Giuliani, R-N.Y., sat down with US News & World Report's James Pethokoukis to talk economic policy, and did he ever have a lot to say. His Social Security plan: "Social Security, I'm going to say, and I mean this, Social Security is something we can straighten out if I get elected." On the mortgage crisis: "Right now the president should be watching it very, very carefully." On what to cut in the federal budget: "I never ran out of budget cuts when I was mayor of New York City." Also, he likes tax cuts (and did he mention he likes cutting taxes?): "We have actually done more job creation by lowering taxes than by raising taxes."
Sen. Chris Dodd, D-Conn., is in line for a major endorsement (one that is very much not going to Giuliani): The International Association of Fire Fighters is set to throw its support behind Dodd, in a bit of a surprise, Politico's Ben Smith reports. "Labor insiders had expected the union, one of labor's big endorsements, to go with one of the front-runners," Smith writes.

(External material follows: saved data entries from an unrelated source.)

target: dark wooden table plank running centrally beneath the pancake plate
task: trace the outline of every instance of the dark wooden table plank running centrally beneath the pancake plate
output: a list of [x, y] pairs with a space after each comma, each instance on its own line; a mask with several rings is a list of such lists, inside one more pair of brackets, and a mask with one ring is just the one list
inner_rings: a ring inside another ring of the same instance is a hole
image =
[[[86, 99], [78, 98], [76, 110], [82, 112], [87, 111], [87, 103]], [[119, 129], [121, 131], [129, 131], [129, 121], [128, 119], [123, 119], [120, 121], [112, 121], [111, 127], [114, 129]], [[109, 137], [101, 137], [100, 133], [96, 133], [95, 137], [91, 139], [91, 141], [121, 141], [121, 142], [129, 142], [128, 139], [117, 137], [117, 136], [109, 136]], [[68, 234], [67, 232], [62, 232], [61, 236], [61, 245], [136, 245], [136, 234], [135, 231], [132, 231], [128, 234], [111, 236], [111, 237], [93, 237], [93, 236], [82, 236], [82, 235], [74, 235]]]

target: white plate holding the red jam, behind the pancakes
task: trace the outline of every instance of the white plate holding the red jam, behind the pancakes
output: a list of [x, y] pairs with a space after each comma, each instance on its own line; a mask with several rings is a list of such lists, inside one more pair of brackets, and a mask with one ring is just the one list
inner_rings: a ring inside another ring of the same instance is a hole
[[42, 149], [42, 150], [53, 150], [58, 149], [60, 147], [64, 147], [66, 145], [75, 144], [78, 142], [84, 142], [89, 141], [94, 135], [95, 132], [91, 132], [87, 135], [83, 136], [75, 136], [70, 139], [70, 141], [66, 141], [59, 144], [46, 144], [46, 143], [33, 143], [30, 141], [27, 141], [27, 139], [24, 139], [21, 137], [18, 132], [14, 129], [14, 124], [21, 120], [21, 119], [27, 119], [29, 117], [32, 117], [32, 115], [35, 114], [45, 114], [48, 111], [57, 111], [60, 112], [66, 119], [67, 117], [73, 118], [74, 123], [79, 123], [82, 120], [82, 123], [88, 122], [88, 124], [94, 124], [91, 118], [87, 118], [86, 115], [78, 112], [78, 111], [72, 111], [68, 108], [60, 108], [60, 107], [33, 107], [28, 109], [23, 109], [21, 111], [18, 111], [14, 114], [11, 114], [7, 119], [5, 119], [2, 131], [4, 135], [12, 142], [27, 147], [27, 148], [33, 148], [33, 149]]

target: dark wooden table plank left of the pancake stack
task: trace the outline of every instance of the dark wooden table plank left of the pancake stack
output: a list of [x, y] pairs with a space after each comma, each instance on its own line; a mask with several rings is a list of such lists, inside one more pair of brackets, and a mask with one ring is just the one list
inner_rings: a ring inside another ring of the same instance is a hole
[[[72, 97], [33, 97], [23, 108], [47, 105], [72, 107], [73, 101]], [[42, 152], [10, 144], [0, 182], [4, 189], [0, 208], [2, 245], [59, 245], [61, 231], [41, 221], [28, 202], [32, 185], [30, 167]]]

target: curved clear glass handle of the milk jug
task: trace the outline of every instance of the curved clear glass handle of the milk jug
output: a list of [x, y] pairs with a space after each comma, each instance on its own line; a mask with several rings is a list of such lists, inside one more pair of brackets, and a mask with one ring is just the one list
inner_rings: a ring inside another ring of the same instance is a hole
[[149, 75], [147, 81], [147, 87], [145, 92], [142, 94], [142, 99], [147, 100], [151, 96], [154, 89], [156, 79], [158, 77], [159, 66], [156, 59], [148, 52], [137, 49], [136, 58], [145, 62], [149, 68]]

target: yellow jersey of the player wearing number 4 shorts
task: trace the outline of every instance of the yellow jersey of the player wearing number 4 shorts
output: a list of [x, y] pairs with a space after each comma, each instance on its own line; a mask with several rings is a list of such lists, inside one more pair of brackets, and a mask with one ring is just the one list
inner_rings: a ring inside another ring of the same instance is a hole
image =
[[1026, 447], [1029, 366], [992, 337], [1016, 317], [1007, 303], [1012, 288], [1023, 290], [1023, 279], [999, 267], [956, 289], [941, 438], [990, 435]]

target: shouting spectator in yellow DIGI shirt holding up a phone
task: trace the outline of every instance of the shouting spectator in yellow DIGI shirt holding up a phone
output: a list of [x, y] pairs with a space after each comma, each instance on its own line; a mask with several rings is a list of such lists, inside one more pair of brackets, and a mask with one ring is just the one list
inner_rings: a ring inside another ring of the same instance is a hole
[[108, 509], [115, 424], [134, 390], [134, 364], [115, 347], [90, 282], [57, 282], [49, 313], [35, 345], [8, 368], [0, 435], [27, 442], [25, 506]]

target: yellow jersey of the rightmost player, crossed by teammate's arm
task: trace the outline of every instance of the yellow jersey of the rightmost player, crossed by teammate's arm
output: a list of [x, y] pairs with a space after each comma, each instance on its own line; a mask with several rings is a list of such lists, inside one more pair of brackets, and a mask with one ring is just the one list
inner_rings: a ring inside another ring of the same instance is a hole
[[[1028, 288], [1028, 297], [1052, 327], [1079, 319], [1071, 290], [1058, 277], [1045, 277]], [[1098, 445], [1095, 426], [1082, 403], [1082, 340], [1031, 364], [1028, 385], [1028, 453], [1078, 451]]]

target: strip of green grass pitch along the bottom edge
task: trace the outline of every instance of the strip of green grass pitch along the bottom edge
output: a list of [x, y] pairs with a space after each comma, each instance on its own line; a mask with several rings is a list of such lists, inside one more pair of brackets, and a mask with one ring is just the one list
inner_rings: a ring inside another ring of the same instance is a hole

Looking forward on Gonzales, ABC's Jan Crawford Greenburg reports on the names of seven potential successors -- including Chertoff (though Bush hardly wants two confirmation hearings for the price of one).
Confirmation hearings "could unlock the Bush administration's legal closet, bringing new details tumbling into the open about issues including the treatment of terrorism suspects, warrantless surveillance of Americans, and the administration's definition of official secrets," The Boston Globe's Peter Canellos writes. "Democratic senators have been awaiting the prospect of confirmation hearings for a new attorney general to extract more information about Bush's expansive use of presidential power in wartime."
And a story that might have driven another day . . . The president delivers another major Iraq speech today, in Reno, Nev. "President Bush aims to inspire patience with the war Tuesday by arguing that the fight against extremists in Iraq is crucial to U.S. security and the future of a strategic, struggling region," per the AP's Jennifer Loven.
"I've been in this business 27 years in the public eye here. I don't go around anywhere hitting on men, and by God, if I did, I wouldn't do it in Boise, Idaho! Jiminy!" -- Craig, to the Idaho Statesman, in May.
"I could hear several unknown persons in the restroom that appeared to use the restroom for its intended use. The presence of others did not seem to deter Craig as he moved his right foot so that it touched the side of my left foot which was within my stall area." -- Sgt. Dave Karsnia, the plainclothes officer who arrested Craig in June, in the police report.